Het kan wel helpen in deze discussie om deze ontwikkelingen te plaatsen in historisch perspectief. Want die huidige kritiek is ook weer niet geheel nieuw. Aan het begin van de vorige eeuw liepen liberalen en socialisten ook te hoop tegen de vrijheid van onderwijs. Een voorstel van het kabinet-Kuyper om de protestantse Vrije Universiteit (VU) dezelfde status te geven als de openbare universiteiten viel niet goed. Met dezelfde ijver als waarmee de fractieleiders Dijkhoff (VVD) en Asscher (PvdA) deze vrijheid in 2020 voor islamitische en reformatorische scholen willen beperken, probeerden hun voorvaders protestantse en katholieke scholen in hun ontwikkeling te belemmeren.
”Isoleerinrichting”
De socialist Pieter Jelles Troelstra voorspelde ook allerlei onheil voor de natie bij de stichting van gereformeerde scholen en de VU. En zijn liberale confrater Goeman Borgesius viel hem hierin nadrukkelijk bij. Troelstra was van mening dat Kuyper eropuit was van de VU een „isoleerinrichting voor zwakke geesten” te maken.

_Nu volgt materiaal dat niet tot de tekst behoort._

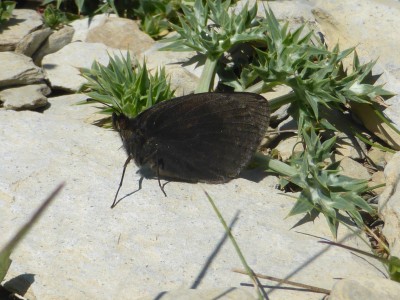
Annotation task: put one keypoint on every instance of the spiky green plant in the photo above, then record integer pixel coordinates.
(124, 88)
(6, 9)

De angst voor een parallelle samenleving, die nu vooral uitgesproken wordt ten aanzien van de islamitische scholen, was evenzeer aanwezig in deze tijd en gold toen de confessioneel christelijke scholen. Hele groepen leerlingen zouden opgeleid worden tot burgers die zich niet interesseerden voor de Nederlandse samenleving en daar ook geen verantwoordelijkheid voor wilden dragen. Borgesius was bang dat de gereformeerde leidsman de jeugd zou opstoken tegen de openbare universiteiten als „propagandascholen voor ongeloof.” Het ging toen ook ‘los’ tegen de vrijheid van onderwijs, tegen de VU en andere confessionele instituten.
„Geestelijke vrijheid”
Ik adviseer de seculieren van vandaag zich eens niet te laten leiden door hypes, waarvan sommige kranten de spreekbuis zijn, maar in alle rust studie te maken van de pennenvruchten van bijvoorbeeld de liberale historicus Johan Huizinga. Hij ziet vrijheid van onderwijs als een „kostbaar pand van geestelijke vrijheid.” Huizinga ziet in artikel 23 de erkenning van een vrijheidsbeginsel tegen de almacht van de staat. De pacificatie van 1917 (en 1919) maakte van Nederland nu juist een volwaardige democratie met kiesrecht voor iedereen en de erkenning van het bestaansrecht van allerlei minderheden. Onderwijsvrijheid behoort tot de ziel van onze natie en het morrelen daaraan is vaak gebaseerd op machtspolitiek en gebrek aan historisch besef.
De auteur is voorzitter van het college van bestuur van het Wartburg College Rotterdam.